You will realize that many of those who were applauding you did not see you as an independent individual, but as another version of themselves, and as soon as you differ from them, you become an opponent in their eyes.

Independence of opinion is more important than the approval of others; you are not obliged to walk according to everyone's desires or take their feelings into account at the expense of your convictions.

People are naturally fickle, and it is a mistake to make their acceptance of you a criterion for evaluating your self-worth.

Instead, your true criterion should be your consistency with your values and principles, even if this causes dissatisfaction for some.

Do not fear anger; it is a revealing moment. When you disagree with others, you may find them attacking you fiercely, not necessarily because your opinion is wrong, but because you broke an ideal image they had drawn of you.

Do not take their anger personally; rather, look at it as a test to reveal their truth.

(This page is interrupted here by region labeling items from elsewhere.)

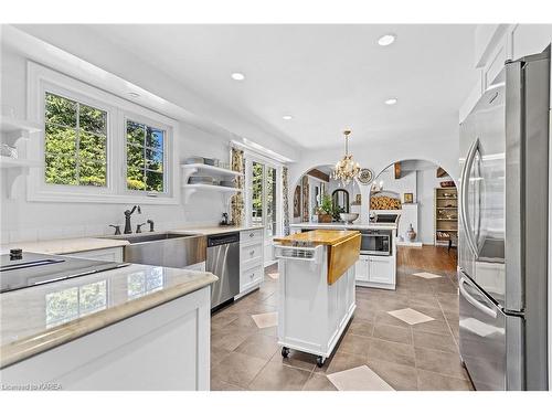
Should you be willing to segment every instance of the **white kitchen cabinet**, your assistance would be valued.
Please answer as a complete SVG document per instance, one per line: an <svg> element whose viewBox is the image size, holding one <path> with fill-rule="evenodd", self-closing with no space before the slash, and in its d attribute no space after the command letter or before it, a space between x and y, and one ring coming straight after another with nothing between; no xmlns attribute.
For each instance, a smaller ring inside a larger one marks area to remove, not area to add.
<svg viewBox="0 0 552 414"><path fill-rule="evenodd" d="M95 251L74 252L64 256L91 258L96 261L123 262L124 247L98 248Z"/></svg>
<svg viewBox="0 0 552 414"><path fill-rule="evenodd" d="M357 282L370 282L368 274L368 256L360 255L354 264L354 278Z"/></svg>
<svg viewBox="0 0 552 414"><path fill-rule="evenodd" d="M482 24L475 33L479 79L459 108L461 123L509 59L518 60L542 52L552 43L552 24Z"/></svg>
<svg viewBox="0 0 552 414"><path fill-rule="evenodd" d="M487 64L482 68L482 84L484 91L492 85L492 81L498 76L500 71L505 67L505 63L510 59L510 53L508 50L509 41L508 36L505 36L492 51L489 56Z"/></svg>
<svg viewBox="0 0 552 414"><path fill-rule="evenodd" d="M240 233L240 298L256 289L264 280L264 229Z"/></svg>
<svg viewBox="0 0 552 414"><path fill-rule="evenodd" d="M512 59L541 53L552 43L552 24L517 24L511 33Z"/></svg>
<svg viewBox="0 0 552 414"><path fill-rule="evenodd" d="M81 391L208 391L211 287L0 371L2 385Z"/></svg>

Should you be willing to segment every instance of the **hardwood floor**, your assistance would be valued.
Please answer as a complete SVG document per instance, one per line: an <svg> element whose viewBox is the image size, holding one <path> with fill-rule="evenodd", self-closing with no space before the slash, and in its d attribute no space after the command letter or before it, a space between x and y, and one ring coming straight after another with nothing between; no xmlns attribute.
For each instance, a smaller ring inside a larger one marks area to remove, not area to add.
<svg viewBox="0 0 552 414"><path fill-rule="evenodd" d="M425 272L456 272L457 251L447 247L422 246L397 247L396 266L399 268L418 268Z"/></svg>

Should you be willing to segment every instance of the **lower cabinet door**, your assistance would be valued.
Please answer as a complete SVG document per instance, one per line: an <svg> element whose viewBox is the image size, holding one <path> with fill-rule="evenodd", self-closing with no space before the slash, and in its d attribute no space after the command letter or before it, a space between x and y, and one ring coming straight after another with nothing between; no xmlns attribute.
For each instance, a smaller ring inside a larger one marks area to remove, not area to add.
<svg viewBox="0 0 552 414"><path fill-rule="evenodd" d="M240 277L240 291L247 290L250 287L255 286L263 282L264 268L263 266L253 267L242 270Z"/></svg>
<svg viewBox="0 0 552 414"><path fill-rule="evenodd" d="M368 265L368 274L370 282L379 284L392 284L393 283L393 272L392 272L391 258L388 256L370 256Z"/></svg>
<svg viewBox="0 0 552 414"><path fill-rule="evenodd" d="M368 272L368 258L364 256L360 256L354 264L354 279L359 282L369 282L370 277Z"/></svg>

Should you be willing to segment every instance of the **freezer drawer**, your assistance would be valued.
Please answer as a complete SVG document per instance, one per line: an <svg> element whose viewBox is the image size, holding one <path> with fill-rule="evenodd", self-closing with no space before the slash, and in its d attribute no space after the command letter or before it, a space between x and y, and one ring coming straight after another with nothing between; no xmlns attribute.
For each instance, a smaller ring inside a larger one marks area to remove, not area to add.
<svg viewBox="0 0 552 414"><path fill-rule="evenodd" d="M507 316L459 275L460 354L476 390L522 389L523 319Z"/></svg>

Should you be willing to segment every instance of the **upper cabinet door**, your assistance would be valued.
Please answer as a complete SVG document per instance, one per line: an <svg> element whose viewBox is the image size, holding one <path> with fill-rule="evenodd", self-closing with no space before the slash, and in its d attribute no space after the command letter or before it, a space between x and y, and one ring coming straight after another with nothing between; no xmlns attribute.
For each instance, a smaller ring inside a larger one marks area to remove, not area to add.
<svg viewBox="0 0 552 414"><path fill-rule="evenodd" d="M513 60L541 53L552 43L552 24L518 24L511 34Z"/></svg>

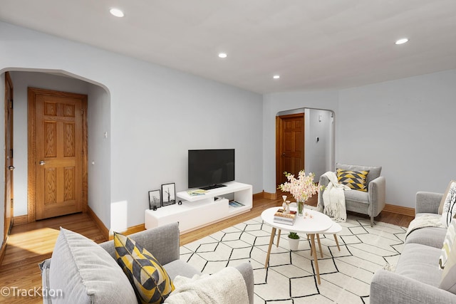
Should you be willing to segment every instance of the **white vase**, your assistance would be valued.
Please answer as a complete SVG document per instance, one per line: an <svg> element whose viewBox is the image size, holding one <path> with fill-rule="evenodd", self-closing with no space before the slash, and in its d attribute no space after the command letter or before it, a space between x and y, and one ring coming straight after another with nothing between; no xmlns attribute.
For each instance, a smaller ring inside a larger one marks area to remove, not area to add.
<svg viewBox="0 0 456 304"><path fill-rule="evenodd" d="M296 251L299 248L299 239L288 238L288 243L290 246L290 250Z"/></svg>

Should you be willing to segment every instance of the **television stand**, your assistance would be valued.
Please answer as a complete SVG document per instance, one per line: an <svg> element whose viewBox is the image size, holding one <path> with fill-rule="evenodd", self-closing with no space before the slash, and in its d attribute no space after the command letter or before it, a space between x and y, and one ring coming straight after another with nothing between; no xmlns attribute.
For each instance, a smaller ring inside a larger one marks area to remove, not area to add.
<svg viewBox="0 0 456 304"><path fill-rule="evenodd" d="M183 234L252 209L252 185L229 182L225 186L207 190L204 195L190 196L187 191L176 193L176 199L181 200L182 204L175 204L155 211L145 210L145 229L178 221L179 230ZM234 196L237 204L230 204L224 195Z"/></svg>
<svg viewBox="0 0 456 304"><path fill-rule="evenodd" d="M206 186L206 187L202 187L201 189L203 190L210 190L211 189L217 189L217 188L222 188L222 187L227 187L224 184L212 184L210 186Z"/></svg>

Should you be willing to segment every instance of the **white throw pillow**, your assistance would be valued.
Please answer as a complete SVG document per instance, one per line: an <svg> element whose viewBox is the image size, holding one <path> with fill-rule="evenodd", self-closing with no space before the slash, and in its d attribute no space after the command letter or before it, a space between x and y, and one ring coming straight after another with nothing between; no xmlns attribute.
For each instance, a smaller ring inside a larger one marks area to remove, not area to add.
<svg viewBox="0 0 456 304"><path fill-rule="evenodd" d="M444 194L443 209L442 210L442 224L447 227L456 214L456 182L451 181L447 192Z"/></svg>
<svg viewBox="0 0 456 304"><path fill-rule="evenodd" d="M53 303L138 303L128 278L108 251L61 227L51 258L49 288L61 290Z"/></svg>
<svg viewBox="0 0 456 304"><path fill-rule="evenodd" d="M451 254L452 248L455 243L455 239L456 239L456 219L451 221L451 224L447 229L447 234L445 234L445 239L443 240L442 254L439 259L439 266L440 267L440 269L445 268L450 255ZM452 253L455 254L455 253Z"/></svg>

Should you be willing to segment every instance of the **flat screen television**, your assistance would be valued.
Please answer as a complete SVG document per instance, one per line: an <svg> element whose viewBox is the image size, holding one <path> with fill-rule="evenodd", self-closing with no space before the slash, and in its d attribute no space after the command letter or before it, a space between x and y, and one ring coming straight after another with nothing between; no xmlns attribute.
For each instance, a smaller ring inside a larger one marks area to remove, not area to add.
<svg viewBox="0 0 456 304"><path fill-rule="evenodd" d="M188 150L188 187L209 189L234 180L234 149Z"/></svg>

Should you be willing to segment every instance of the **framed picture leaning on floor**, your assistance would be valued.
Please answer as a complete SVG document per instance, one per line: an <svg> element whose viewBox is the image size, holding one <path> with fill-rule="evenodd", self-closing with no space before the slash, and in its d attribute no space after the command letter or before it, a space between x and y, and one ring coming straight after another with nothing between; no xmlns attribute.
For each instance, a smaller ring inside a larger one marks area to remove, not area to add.
<svg viewBox="0 0 456 304"><path fill-rule="evenodd" d="M176 204L176 185L175 183L162 185L162 206Z"/></svg>
<svg viewBox="0 0 456 304"><path fill-rule="evenodd" d="M160 189L149 192L149 209L157 210L162 206L162 199L160 195Z"/></svg>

For whoever truly respects you will respect your difference, but whoever makes your agreement with them a condition for your relationship was never truly with you in the first place.

Be yourself and do not fear isolation; do not make people's approval your goal, but rather make honesty with yourself and your principles the foundation.

Some relationships will change, and some people will move away, but you will gain the most important thing: peace of mind and the ability to express yourself freely without fear of the fluctuations of others.

Conclusion:

Striving to please others is a dead end that leads to loss of self and fragmentation of identity.

Intellectual independence and adherence to personal principles are the true paths to inner peace and psychological liberation.

When you stop making the approval of others a major goal, you discover your true value and release your creative energy.

Always remember that whoever respects you for yourself and values your difference is a true friend, but whoever asks you to abandon your principles to please them does not deserve your time or attention.